A: It is very clear that you have enjoyed your work immensely and that what you are doing now is as important to you as to anything that you have done in the past. Tell us a little about the experience of a career in science and where it leaves you at this particular point in life.

CRS: Throughout my career, I have followed my nose. There is no other way to put it. I have met people who have planned their careers. I sure did not. If I saw interesting things, things that have turned me on, things that excited me—I would go there. I am blessed with the fact that I had a broad enough background in pharmacology, physiology and behavioral sciences so I could move into new areas. I am not an expert in many of the areas of research that I have worked in. But I know enough about them to talk to the experts and convince them that it would be great to work together on a project. So now I am doing functional MRI, PET scanning, things that I am obviously not capable of doing myself. I see these new techniques as tools for answering questions that I think are important. That is what keeps me excited about things. There are new toys to be played with all the time and new ways of approaching some of the age-old questions. Methamphetamine abuse has come back and I am working with PET experts to study possible long-term effects on brain dopamine systems.

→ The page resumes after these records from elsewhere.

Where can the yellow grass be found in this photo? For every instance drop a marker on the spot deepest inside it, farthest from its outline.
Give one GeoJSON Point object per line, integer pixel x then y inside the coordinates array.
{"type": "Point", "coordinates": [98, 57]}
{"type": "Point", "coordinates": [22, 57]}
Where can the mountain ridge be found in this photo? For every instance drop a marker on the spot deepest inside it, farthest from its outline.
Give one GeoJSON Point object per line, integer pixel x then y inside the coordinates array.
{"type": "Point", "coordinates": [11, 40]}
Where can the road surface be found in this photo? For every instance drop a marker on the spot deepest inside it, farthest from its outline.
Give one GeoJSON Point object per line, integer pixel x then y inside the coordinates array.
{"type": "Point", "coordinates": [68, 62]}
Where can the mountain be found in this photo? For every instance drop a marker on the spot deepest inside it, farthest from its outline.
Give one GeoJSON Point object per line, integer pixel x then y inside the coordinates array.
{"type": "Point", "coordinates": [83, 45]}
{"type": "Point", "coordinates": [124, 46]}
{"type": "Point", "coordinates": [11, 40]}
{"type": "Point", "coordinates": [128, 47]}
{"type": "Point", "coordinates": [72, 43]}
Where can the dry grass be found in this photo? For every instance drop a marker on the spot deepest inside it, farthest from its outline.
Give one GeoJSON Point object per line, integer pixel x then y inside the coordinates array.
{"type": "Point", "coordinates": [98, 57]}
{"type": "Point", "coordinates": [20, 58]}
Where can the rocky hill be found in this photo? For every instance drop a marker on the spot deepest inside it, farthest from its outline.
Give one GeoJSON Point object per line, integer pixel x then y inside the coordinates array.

My colleagues, Drs Johanson and Manny Tancer here at Wayne State, are doing studies to understand the human pharmacology of MDMA using very sophisticated procedures. I am lucky to work with my wife Chris-Ellyn Johanson. We enjoy science together—but she also helps me to keep my life balanced with other things—novels, art, music and boating. All of these things keep me interested and excited about life and continuing to work. When it stops being exciting, then I will consider retiring.

‘Throughout my career, I have followed my nose. There is no other way to put it.’

A: We will look forward to the next chapters in an extraordinary career.